More than half of voters believe immigration to Australia over the past 10 years has been too high, according to a new poll.

The Essential poll, commissioned by television station SBS, found 59% of people born in Australia think immigration is too high and 60% of those born overseas also thought the level of immigration had been excessive over the past decade.

However, almost two thirds believe migrants have overall made a positive contribution to Australian society and 62% think cultural diversity has enriched the lives of Australians.


Just 28% thought that Australia should increase its intake of refugees due to the crisis in Europe and 38% believe accepting refugees is something a wealthy nation like Australia should do.

The poll is published at a time when official data shows that the proportion of Australians who were born overseas has hit its highest point in over 120 years, with 28% of Australia’s population born overseas, according to the Australian Bureau of Statistics (ABS).

“Australia has traditionally had a high proportion of migrants, but we’ve now hit a peak not seen since the late 1800s”, said Beidar Cho from the ABS, adding that the percentage of Australian residents born overseas has increased every year for the last 15 years.

Data also shows that the number of Australian residents born in India has almost tripled over the last 10 years and residents born in China have more than doubled in this time.

The change in our migrant mix can best be observed in the differences in median age of certain groups. Migrants born in Italy, for example, had a median age of 64.7 years in 2005. This increased to 69.3 years in 2015, indicating a drop in recent migration and the aging of existing migrants.

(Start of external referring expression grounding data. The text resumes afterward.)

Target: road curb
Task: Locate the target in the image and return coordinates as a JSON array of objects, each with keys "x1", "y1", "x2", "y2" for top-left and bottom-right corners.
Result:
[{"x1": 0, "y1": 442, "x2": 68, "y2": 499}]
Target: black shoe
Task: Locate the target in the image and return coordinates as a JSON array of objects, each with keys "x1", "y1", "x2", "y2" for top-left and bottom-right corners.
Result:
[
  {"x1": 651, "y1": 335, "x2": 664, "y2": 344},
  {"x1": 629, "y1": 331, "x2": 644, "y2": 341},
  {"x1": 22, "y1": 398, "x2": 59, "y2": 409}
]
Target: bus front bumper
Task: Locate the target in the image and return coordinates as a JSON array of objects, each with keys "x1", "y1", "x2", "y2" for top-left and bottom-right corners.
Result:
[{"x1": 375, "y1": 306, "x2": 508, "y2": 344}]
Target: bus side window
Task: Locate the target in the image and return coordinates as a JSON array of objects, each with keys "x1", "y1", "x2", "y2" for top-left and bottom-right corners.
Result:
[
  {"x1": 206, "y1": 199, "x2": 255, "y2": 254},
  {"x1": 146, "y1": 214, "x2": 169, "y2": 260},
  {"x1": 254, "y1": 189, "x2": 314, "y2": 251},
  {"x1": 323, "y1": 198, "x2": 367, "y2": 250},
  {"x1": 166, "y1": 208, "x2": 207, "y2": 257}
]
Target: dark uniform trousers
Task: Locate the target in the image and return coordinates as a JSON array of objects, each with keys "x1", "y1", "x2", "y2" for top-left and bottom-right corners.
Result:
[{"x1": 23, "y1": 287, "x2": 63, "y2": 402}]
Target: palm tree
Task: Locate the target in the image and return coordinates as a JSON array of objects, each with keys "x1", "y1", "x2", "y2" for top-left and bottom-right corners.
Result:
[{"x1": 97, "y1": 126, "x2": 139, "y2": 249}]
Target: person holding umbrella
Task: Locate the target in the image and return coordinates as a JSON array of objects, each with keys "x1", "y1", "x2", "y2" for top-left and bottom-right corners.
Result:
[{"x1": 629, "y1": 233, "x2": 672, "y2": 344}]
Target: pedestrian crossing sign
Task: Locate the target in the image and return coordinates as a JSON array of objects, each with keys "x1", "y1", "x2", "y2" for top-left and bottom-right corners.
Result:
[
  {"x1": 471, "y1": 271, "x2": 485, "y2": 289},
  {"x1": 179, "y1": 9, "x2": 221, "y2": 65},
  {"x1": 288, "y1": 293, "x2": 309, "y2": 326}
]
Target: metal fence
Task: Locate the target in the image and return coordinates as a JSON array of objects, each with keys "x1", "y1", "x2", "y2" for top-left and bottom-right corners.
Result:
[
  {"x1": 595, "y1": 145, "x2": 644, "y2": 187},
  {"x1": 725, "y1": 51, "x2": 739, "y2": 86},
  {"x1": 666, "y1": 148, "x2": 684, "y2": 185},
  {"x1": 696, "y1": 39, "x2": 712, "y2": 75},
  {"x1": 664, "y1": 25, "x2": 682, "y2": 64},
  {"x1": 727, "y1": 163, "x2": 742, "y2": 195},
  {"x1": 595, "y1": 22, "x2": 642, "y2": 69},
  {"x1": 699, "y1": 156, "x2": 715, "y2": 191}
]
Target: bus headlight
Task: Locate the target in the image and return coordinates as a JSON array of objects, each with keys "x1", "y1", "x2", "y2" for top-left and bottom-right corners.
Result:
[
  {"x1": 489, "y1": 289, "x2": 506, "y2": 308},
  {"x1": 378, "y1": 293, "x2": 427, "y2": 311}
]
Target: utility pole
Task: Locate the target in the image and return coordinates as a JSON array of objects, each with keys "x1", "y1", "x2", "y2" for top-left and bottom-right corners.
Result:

On the other hand, migrants from Asian neighbours, such as India, have seen a reduction in median age from 37 years in 2005 to 33.4 years in 2015.

A breakdown of the figures show that Western Australia recorded the highest proportion of overseas born residents in their population at 33.4% or 786,500 persons, and also the largest increase in the proportion of overseas born residents, up from 29.9% in 2006.

Victoria recorded the second highest proportion with 28.7% of its residents born overseas at 1,589,800 persons, up from 26.3% in 2006. Tasmania with 12.6% or 64,200 persons and the Northern Territory with 18.8% or 43,600 persons, had the lowest proportion of overseas born, both well below the Australian level of 26.9% recorded in 2011.

In 2011, Western Australia had the highest proportion of people born in the United Kingdom at 10.9%, more than double the Australian proportion of 5.4%. The highest proportion of New Zealand born residents was in Queensland at 4.8%.

In Victoria, there were higher proportions of residents born in India at 2.3%, Italy at 1.5%, Vietnam at 1.4%, Greece at 1.1% and Sri Lanka at 0.9% than any other state or territory. New South Wales had the highest proportion of people born in China at 2.6% and Lebanon at 0.9%.

The Northern Territory had the highest proportion of people born in the Philippines at 1.9%, while Western Australia recorded the highest proportion of people born in South Africa at 1.7% and Malaysia at 1.2%. The proportion of residents born in Germany, the Netherlands and the United States of America were fairly evenly spread across all states and territories.